Beyond profit, beyond power, the virtuoso bridge-builder seemed to follow a singular vision of a restored freethinking and free-trading European home. The American alliance would tether one side of this dream; an unwavering commitment to Israel the other. Ruth Cheshin, former head of the Jerusalem Foundation that he philanthropically supported, thought that “Israel was the only woman he was loyal to all his life”. (Weidenfeld married four times, divorced three.) But if Mathias Döpfner shares, and inherits, those Weidenfeldian touchstones, he does so in a vastly different world. Europe, in its EU incarnation, struggles for coherence and momentum, while neither the erratic US nor the impervious Israel now functions as reliable bulwarks of the Euro-Atlanticist faith.
Weidenfeld was at heart an old-school bookman. For him, the world in any of its aspects finally made sense in the shape of a handsome printed volume. Döpfner, conversely, has aggressively frog-marched Springer into the vanguard of digital media, and now strenuously waves the banner of “AI or die”. In the political realm, meanwhile, the German — still an occasional partisan columnist — chooses a harder culture-war tone than the emollient and fence-mending clubland and grill-room publisher would ever have adopted. As opinion-monger, Döpfner has a stridency that feels an ocean (or maybe an epoch) away from his model’s diplomatic flexibility. In December, writing for the Springer-owned Politico, Döpfner scolded European hostility to Trump and claimed that Keir Starmer “is pursuing a similar course of cultural and economic submission” to France’s Emmanuel Macron, president of a nation allegedly “in the chokehold of Islamist and anti-Semitic networks”. Döpfner seeks a fundamental reversal of migration policies in Europe — the sort, presumably, promoted by figures such as Boris Johnson and Weidenfeld’s good friend Frau Merkel — that he views as “rooted in cultural self-hatred”.

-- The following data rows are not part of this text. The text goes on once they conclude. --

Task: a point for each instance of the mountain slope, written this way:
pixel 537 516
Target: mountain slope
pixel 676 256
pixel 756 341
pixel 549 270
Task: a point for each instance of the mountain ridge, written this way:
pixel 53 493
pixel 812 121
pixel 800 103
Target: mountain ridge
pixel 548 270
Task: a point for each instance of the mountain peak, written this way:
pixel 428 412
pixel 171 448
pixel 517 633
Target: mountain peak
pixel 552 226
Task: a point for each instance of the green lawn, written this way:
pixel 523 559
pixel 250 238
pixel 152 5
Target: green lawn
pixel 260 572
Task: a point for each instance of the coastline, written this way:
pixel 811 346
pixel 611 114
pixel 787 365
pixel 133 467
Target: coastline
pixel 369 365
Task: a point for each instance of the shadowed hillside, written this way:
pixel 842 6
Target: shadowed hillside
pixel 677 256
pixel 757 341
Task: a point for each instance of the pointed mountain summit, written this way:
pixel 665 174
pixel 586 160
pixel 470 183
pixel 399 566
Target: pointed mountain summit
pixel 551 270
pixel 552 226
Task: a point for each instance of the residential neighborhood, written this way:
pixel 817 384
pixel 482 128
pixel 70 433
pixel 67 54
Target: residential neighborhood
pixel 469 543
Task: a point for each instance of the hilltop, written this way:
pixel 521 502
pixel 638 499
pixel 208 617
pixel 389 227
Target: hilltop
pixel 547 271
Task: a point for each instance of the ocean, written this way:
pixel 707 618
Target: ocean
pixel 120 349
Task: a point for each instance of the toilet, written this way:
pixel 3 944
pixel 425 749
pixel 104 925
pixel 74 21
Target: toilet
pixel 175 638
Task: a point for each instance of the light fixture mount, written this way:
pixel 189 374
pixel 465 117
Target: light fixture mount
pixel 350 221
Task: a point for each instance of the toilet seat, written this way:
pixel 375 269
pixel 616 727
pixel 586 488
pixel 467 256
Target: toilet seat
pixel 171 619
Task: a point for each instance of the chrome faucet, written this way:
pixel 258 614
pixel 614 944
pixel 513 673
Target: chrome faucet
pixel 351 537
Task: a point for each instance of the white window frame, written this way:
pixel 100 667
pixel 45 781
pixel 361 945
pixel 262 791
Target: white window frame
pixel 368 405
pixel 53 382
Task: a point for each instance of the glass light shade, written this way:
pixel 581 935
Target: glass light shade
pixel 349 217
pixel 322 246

As a fierce competitor in a harsher climate, Döpfner sometimes seems eager not to build bridges but burn them. In contrast, I can imagine Weidenfeld today scheming to get a tell-all book — if not now, then in a calmer future — out of Iran’s conflicted President Pezeshkian. The Springer chief embraces the Telegraph, which might once have looked like a custom-built vehicle for the Weidenfeld Weltansicht, at a moment when few of the ideals espoused by his beloved mentor feel as robust as they once did.
In 2009, Döpfner made an affectionate film portrait of his friend for the German channel ARD. The aspiring press baron trailed the veteran publisher around and interviewed his friends in the highest places. One shrewd critic ended a review by asking, “Wie viel Weidenfeld steckt noch in Döpfner?” How much Weidenfeld is there still in Döpfner? At the Telegraph, they may very soon find out.